C’est cette Europe qui est refusée et c’est à sa refondation qu’il faut s’atteler pour qu’enfin l’Europe puisse devenir une Europe garantissant des droits de haut niveau pour ses habitants et solidaire avec les peuples du monde. Le non irlandais est un rappel à la réalité pour les gouvernements et les institutions européennes. Il offre une nouvelle occasion pour qu’un nouveau cours soit donné à la construction européenne. Il est peu probable que les classes dirigeantes européennes la saisissent. Il appartient aux citoyens de l’Europe de se mobiliser pour leur faire entendre raison.
Le 13 juin 2008
Quand le peuple est consulté, il répond. Écoutons-le !
Attac France
Le 12 juin, le peuple irlandais a rejeté par référendum le traité de Lisbonne. Attac demande aux différents gouvernements européens de respecter sa décision souveraine. Il serait catastrophique que les gouvernements européens tournent encore une fois le dos à l’expression populaire. Ce résultat, tout comme ceux du 29 mai 2005 en France et du 1er juin 2005 aux Pays-Bas, apporte la preuve que la construction européenne actuelle manque totalement de légitimité populaire.

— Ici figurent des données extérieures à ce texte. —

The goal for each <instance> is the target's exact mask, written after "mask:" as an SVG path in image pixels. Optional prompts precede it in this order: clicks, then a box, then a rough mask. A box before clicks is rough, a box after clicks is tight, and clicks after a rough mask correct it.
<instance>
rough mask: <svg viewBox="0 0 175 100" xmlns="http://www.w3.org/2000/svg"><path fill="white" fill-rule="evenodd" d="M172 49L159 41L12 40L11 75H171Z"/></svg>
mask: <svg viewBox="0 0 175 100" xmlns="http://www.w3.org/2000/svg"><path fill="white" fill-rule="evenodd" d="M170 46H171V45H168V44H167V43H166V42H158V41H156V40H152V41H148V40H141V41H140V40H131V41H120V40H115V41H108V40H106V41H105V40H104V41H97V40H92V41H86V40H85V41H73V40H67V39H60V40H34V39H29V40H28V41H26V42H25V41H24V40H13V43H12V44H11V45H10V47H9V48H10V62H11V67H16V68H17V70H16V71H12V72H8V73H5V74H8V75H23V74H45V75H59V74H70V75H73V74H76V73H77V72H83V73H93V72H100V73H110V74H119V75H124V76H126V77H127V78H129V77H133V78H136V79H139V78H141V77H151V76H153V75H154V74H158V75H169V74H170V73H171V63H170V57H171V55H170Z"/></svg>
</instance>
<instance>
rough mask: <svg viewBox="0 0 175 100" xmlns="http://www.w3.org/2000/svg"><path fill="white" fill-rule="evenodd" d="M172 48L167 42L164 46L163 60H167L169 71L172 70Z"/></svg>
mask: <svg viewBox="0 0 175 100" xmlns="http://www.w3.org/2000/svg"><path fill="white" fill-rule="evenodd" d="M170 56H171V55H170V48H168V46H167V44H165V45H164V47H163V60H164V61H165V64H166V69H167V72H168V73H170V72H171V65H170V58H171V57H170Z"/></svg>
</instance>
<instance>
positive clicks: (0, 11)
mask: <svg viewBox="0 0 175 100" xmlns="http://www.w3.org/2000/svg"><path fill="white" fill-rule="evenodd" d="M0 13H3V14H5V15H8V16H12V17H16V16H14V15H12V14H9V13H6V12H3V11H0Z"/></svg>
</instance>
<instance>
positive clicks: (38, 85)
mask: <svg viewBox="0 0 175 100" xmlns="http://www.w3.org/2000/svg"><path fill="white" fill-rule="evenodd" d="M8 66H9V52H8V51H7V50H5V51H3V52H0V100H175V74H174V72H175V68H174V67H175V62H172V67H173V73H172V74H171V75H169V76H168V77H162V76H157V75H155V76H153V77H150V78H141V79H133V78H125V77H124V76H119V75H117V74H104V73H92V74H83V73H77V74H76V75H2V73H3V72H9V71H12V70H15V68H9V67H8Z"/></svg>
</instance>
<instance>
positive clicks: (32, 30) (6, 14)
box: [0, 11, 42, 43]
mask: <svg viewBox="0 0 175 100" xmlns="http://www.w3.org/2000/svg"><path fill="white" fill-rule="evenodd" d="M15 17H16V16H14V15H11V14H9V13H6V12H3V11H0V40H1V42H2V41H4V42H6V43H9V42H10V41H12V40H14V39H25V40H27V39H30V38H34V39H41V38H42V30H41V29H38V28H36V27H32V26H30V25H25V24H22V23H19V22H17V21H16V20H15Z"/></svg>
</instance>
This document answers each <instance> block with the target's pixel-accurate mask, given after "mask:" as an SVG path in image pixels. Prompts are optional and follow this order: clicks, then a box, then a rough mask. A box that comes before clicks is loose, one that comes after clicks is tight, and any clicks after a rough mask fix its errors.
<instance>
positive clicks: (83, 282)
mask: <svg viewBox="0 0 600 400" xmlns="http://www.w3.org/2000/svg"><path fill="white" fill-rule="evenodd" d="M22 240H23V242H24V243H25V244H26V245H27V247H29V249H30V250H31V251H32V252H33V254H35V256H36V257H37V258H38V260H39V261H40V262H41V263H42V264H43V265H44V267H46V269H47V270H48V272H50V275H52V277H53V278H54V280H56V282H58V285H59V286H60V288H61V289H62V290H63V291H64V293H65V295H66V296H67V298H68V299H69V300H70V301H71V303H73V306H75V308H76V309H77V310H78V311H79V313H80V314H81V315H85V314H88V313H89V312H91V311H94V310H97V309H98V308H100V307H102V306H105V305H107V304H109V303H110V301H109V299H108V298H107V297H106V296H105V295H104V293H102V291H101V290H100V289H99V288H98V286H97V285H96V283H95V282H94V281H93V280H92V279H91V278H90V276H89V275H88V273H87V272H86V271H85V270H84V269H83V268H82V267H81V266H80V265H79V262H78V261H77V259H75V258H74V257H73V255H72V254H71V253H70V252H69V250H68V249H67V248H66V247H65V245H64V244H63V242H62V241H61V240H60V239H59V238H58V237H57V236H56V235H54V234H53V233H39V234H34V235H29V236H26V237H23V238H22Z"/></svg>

Au sein de l’Union européenne, les Irlandais sont les seuls à avoir eu le droit de se prononcer par référendum. Les Français en ont été privés par la décision du président de la République de faire ratifier le traité par voie parlementaire. Pourtant, de l’avis même de ses rédacteurs, ce texte est la copie conforme de celui qui avait été rejeté en 2005. Il renforce encore un peu plus l’orientation néolibérale de l’Union européenne.
Le résultat du référendum en Irlande doit être l’occasion d’un grand débat public sur la construction européenne. Le réseau des Attac d’Europe demande qu’un nouveau traité européen soit élaboré par une assemblée élue directement par les citoyens et adopté par référendum dans chaque État membre. Nous voulons une Europe démocratique, répondant aux exigences sociales, écologiques et de solidarité avec les pays du Sud. L’avenir de l’Europe ne peut pas se construire dans le dos des peuples mais dans le respect de leurs aspirations et de leur volonté.